Attention à la pénurie de compétences en logiciels libres
Le logiciel libre prend de l'ampleur et commence à grignoter les domaines jusqu'alors privilégiés des outils propriétaires. Pour accompagner ce secteur en plein essor (+ 66% en 2007 selon PAC), la communauté du Libre doit s'élargir. La Fédération nationale de l'industrie du logiciel libre (FNILL) parle d'un marché qui représente aujourd'hui 20 000 emplois en France, et qui emploiera plus de 60 000 personnes d'ici trois ans. Reste que, d'ores et déjà, start-up et entreprises de petite taille peinent à recruter des compétences dans cet univers très spécifique.

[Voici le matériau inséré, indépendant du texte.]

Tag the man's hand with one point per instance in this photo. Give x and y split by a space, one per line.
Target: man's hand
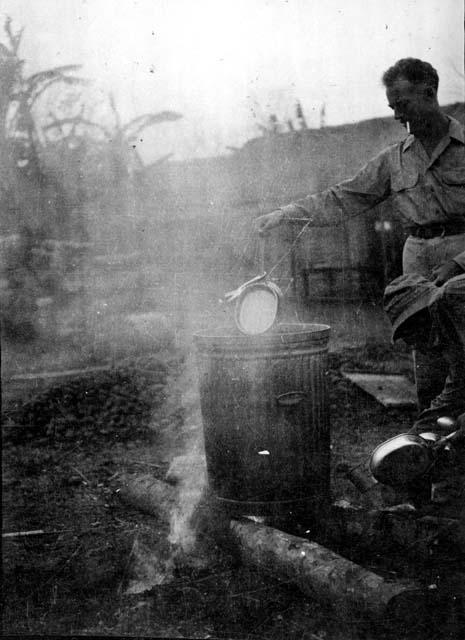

LeMondeInformatique.fr a enquêté sur les difficultés de recrutement et les formations proposées.
Trois questions à Alexandre Zapolsky, président de la Fnill
(11/07/2008) - par Véronique Arène
la Fédération nationale de l'industrie du logiciel libre (FNILL) et PDG de Linagora, revient pour LeMondeInformatique.fr sur le recrutement de spécialistes de l'Open Source.
Lemondeinformatique.fr : Certaines TPE peinent à embaucher dans le secteur Open Source. D'autres ont du mal à retenir leurs équipes. Comment expliquez-vous ce phénomène ?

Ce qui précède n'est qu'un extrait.